Antabuse: It has it's uses but not for detox

Updated: Apr 2

Antabuse: It has its uses but is not a detox medication. The best piece of advice I can give in relation to Antabuse is: Avoid it! Well, at first, anyway. If it was the panacea everyone thought, it was then I would be stacking shelves in a supermarket. As with other medications, Antabuse has its uses. However, you cannot use it to detox, and it can never replace the therapy needed to make a meaningful, sustained recovery. If such medications were the panacea some people believe them to be, drug and alcohol centers would not exist. While it certainly has its uses, it must be seen as adjunctive to underlying therapy in a rehab center. https://www.ncbi.nlm.nih.gov/books/NBK64036/ In the United Kingdom, medicines should only be prescribed in line with the guidelines of the National Institute of Health and Care Excellence: NICE https://bnf.nice.org.uk/drugs/disulfiram/ These guidelines are clear that this drug should only be initiated under “expert supervision”. In other words, by a consultant psychiatrist as an inpatient. Prescribing clinicians, such as I, have the discretion to outside of these guidelines. This is known as “off label” prescribing (dose more than recommended guidelines) or “unlicensed” (Prescribed for a purpose not originally intended) A good example is Duloxetine for non—diabetic neuropathy. https://www.londonpainclinic.com/medication/duloxetine-and-diabetic-neuropathic-pain/ How does it work? Without wishing to get too technical, Alcohol is converted to Acetaldehyde. It is this mechanism that Antabuse works on. The Maudsley Prescribing Guidelines in Psychiatry 14th Edition (https://onlinelibrary.wiley.com/doi/book/10.1002/9781119870203) The drug reduces the ability of the body to metabolize Acetaldehyde leading to:

  • Facial flushing

  • Headache

  • Tachycardia

  • Nausea

  • Vomiting

  • Arrhythmia (irregular heartbeat)

  • Hypo tension (low blood pressure

While Antabuse is prescribed for a patient, it is common practice (with the patient's consent) to hand it to the loved one looking after the patient. Antabuse, like any drug, only works if you take it. People, sometimes, plan their relapses, so would simply stop taking it a day before relapsing. It is a very expensive drug. Up to 500MG a day is the usual amount taken and it cannot be given on a standard National Health Service green FP10 prescription. There may, and I stress may, be occasions where local drug and alcohol services, commissioned by local authorities, are funded to provide it. However, this would not be an initial treatment and clients will be expected to take part in group work and individual sessions long before it is even considered. As mentioned, it is secondary to underlying therapy and, if needed, a medically supervised detox. It is adjunctive: Not a first line treatment. Before considering if a patient is suitable for Antabuse, it is necessary to determine, firstly, if they have an alcohol problem. The current phrase is alcohol use disorder: A pattern of problematic pattern of alcohol use leading to significant impairment or distress. https://bestpractice.bmj.com/topics/en-gb/198 This is a medical condition that manifests when someone's consumption of alcohol causes them serious problems. While it can be a long-term condition, it can also be lifelong and may even re-present itself after a period of treatment.

What are the symptoms?

  • You want to stop or reduce but can not.

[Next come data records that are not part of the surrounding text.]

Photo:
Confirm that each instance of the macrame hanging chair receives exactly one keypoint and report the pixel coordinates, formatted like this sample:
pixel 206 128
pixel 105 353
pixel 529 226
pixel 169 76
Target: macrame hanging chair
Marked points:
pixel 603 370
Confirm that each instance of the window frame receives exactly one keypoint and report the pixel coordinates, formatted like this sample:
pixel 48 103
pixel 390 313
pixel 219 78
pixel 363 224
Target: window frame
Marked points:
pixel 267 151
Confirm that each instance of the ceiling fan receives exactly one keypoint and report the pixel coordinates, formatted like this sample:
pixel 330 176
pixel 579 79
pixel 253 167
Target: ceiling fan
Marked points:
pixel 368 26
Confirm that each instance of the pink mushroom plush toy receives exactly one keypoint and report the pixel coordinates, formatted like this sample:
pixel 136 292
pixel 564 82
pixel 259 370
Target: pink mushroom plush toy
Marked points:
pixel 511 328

  • You drink for longer than you intend to do

  • A lot of time is spent both obtaining it and recovering from it’s effects

  • You have a very strong urge to drink or crave alcohol.

  • A persons job, education and/or family life suffers as a result of their alcohol consumption

  • Despite damage to relationships because of alcohol, a person continues to drink

  • Alcohol consumption has stopped someone doing things they enjoy

  • Drinking has put someone at risk due to alcohol (ie drink driving,unsafe sex, unsafe activities)

  • Despite your doctor telling you not to, you continue to drink.

  • A tolerance to alcohol has been developed

  • When you drink it does not give you the same effects as it used to.

  • If you do not drink, you develop signs of withdrawal (nausea, sweating, tremor, anxiety, etc)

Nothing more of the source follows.